Patch challenges Holter monitor for detecting arrhythmias

Is the Holter monitor heading toward obsolescence? One study that compared a lightweight patch to Holter monitors for detecting arrhythmias declared the patch the victor and suggested the newer technology will oust this standard approach.

Conventional 24-hour Holter monitoring allows physicians to track patients with suspected arrhythmias in an outpatient ambulatory setting, but it has been criticized as being ineffective and costly. One way to amp up its effectiveness is to prolong the monitoring period, but some patients find the device to be intrusive and cumbersome.

Paddy M. Barrett, MB BCh, of the Scripps Translational Science Institute in La Jolla, Calif., and colleagues designed a prospective study to compare 24-hour Holter monitoring with the ZIO Patch (iRhythm Technologies). They published their results in the January issue of the American Journal of Medicine.

The adhesive patch is a single-lead, ambulatory electrocardiographic device that can be worn up to 14 days. It is waterproof and patients can self-apply it. The FDA granted it 510(k) clearance in 2012.  

The study enrolled 146 patients between April and July 2012 who had been referred to Scripps Green Hospital for evaluation of cardiac arrhythmias. Each patient was fitted with a patch and a 24-hour Holter monitor. The primary endpoint was the detection of arrhythmia events. A secondary endpoint compared arrhythmia events over a simultaneous 24-hour period.

Researchers also performed a survey that 143 patients completed. Of that group, more patients reported that the patch as comfortable and less interfering with daily activities compared with the Holter monitor. Eighty-one percent preferred to wear the patch.

A survey of 102 physicians found 90 percent reported achieving a definitive diagnosis with the patch vs. 64 percent with the Holter monitor.

Holter monitors detected 61 events vs. 96 for the patch. Both devices detected 60 events, and the patch detected another 36 events, primarily through prolonged monitoring. Eliminating supraventricular tachycardia, which the researchers considered less clinically relevant, the patch detected more events.

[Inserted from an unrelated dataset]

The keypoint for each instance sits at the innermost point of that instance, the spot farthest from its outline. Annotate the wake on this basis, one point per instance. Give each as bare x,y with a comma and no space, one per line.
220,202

“Using the incremental diagnostic yield of an extended monitoring period as opposed to relying on data acquisition during brief, often asymptomatic periods is critical, because even prolonged pauses of up to 9.7 seconds can be asymptomatic,” Barrett et al wrote.

When the analysis was restricted to 24 hours, the Holter monitor detected more events (61 vs. 50). Looking at events detected by one but not the other device, the Holter monitor detected 11 events and the patch two events. The Holter monitor also detected more events when supraventricular tachycardia was eliminated (27 vs. 24).

The median wear time for the patch was 11.1 days, which they proposed “is likely a sufficient diagnostic window to capture arrhythmia events, because the highest diagnostic yield for arrhythmia detection is usually the first 7 days of ambulatory ECG monitoring. Ambulatory ECG monitoring beyond 7 days often provides only an additional 3.9% of patients with a diagnosis.”

They described the Holter monitor’s better performance when the analysis was limited to 24 hours as “unexpected.” Through further analysis and review, they identified two of the 11 discrepancies as an algorithm misclassification and seven as a processing error. Adjustments and corrections were implemented as a consequence.

They also acknowledged that three-lead detection captures data such as broader QRS complexes but the patch proved equal for detecting atrial fibrillation and flutter; clinically meaningful events that were undetected in the first 24 hours were captured later.

“On the basis of these findings, novel, single-lead, prolonged-duration, low-profile devices may soon replace conventional Holter monitoring platforms for the detection of arrhythmia events in patients referred for ambulatory ECG monitoring,” they wrote.

iRhythm Technologies provided funding for the study.